In countries such as Britain, France and Germany, where the center-left was in government in the early 2000s, it is regarded by many voters as having been a zealous accomplice in financial deregulation and economic liberalism.
Rising income inequality gave a hollow ring to the left’s proclaimed ambition to redistribute wealth.
Now that most European countries are burdened with high deficits and debt mountains because of the financial crisis, the “big government” left is not seen as offering a credible answer to the question of where and how to shrink the state.
In many countries, public employees are the biggest bloc of socialist party members and constitute a brake on reform.
Socialists’ long-standing support for European unification, religious tolerance and integrating immigrants has made them vulnerable to right-wing populists like the Sweden Democrats, Geert Wilders’ Dutch Freedom Party or France’s National Front.
These dilemmas are the backdrop to the choice of a new leader by Britain’s opposition Labour Party this week, and of a presidential candidate by the French Socialist party next year.
In Britain, the choice is between sticking to the market-friendly New Labour ideology that marked Former British prime minister Tony Blair’s decade in office from 1997, or shifting to the left to try to win back disenchanted working class and public sector voters.

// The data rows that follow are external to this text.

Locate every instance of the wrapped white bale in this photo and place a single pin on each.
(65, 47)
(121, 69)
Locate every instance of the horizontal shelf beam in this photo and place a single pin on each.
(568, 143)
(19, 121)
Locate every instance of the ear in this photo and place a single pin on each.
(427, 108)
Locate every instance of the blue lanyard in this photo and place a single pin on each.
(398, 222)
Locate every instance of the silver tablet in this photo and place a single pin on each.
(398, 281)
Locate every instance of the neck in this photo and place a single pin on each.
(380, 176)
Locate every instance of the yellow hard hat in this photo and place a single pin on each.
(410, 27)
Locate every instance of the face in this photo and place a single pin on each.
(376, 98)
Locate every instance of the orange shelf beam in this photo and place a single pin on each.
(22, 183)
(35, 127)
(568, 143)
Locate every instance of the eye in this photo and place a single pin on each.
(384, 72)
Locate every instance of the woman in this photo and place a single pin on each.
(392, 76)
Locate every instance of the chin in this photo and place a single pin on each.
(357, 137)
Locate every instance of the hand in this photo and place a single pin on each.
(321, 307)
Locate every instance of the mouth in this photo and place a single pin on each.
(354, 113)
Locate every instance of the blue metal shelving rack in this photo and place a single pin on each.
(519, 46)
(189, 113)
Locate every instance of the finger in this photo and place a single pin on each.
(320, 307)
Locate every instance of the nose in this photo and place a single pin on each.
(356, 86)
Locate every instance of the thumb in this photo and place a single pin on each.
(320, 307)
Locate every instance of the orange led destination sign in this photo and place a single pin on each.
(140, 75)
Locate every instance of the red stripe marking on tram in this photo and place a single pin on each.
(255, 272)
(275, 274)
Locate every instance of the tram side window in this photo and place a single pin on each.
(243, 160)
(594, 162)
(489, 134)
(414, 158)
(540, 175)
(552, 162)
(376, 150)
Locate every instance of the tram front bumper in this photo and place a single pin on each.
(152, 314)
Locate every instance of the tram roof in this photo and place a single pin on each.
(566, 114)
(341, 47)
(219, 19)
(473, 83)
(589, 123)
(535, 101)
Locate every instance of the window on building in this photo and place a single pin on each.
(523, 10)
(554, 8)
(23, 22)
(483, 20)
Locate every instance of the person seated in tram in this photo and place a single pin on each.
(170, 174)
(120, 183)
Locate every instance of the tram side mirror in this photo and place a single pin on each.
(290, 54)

“We need to become ‘effective state’ social democrats, not ‘big state’ social democrats,” Roger Liddle, one of the thinkers behind the New Labour project, said in a speech last week.
Former British foreign secretary David Miliband embodies Blairite continuity, while his younger brother Ed, former British Cabinet minister Ed Balls and left-wing stalwart Diane Abbott offer varying degrees of the latter approach.
In France, the Socialists face a potential three-way choice between a social-liberal (IMF chief Dominique Strauss-Kahn), an old-style socialist (current party leader Martine Aubry) and a left-populist (defeated 2007 presidential candidate Segolene Royal).
Aubry and Royal have vowed to reverse French President Nicolas Sarkozy’s pension reform, which pushes back the retirement age from 60 to 62 and makes many work until 67 for a full pension. Strauss-Kahn says retirement at 60 cannot be a “dogma” when people are living ever longer.
An ecologist list ran neck-and-neck with the French Socialist party in last year’s European Parliament elections, siphoning off so-called Bobo voters (the bohemian bourgeois), while ex-communists and Trotskyists split another 10 percent.
In Germany, the Greens are snapping at the heels of the opposition SPD in opinion polls and may get a chance to lead a regional state government for the first time next year.
However, the SPD has also lost support to the hardline Left party among working class and elderly voters who felt betrayed by its reduction of unemployment benefits and extension of the retirement age while in government over the last decade.
Where socialists are still in office, in Spain, Portugal and Greece, they risk alienating their core electorate by having to implement austerity measures mandated by the IMF and the EU in exchange for financial support.
Only Greek Prime Minister George Papandreou has managed to retain his lead in opinion polls so far despite eye-watering spending cuts — perhaps because his conservative opponents made such a shambles of running public finances until last year.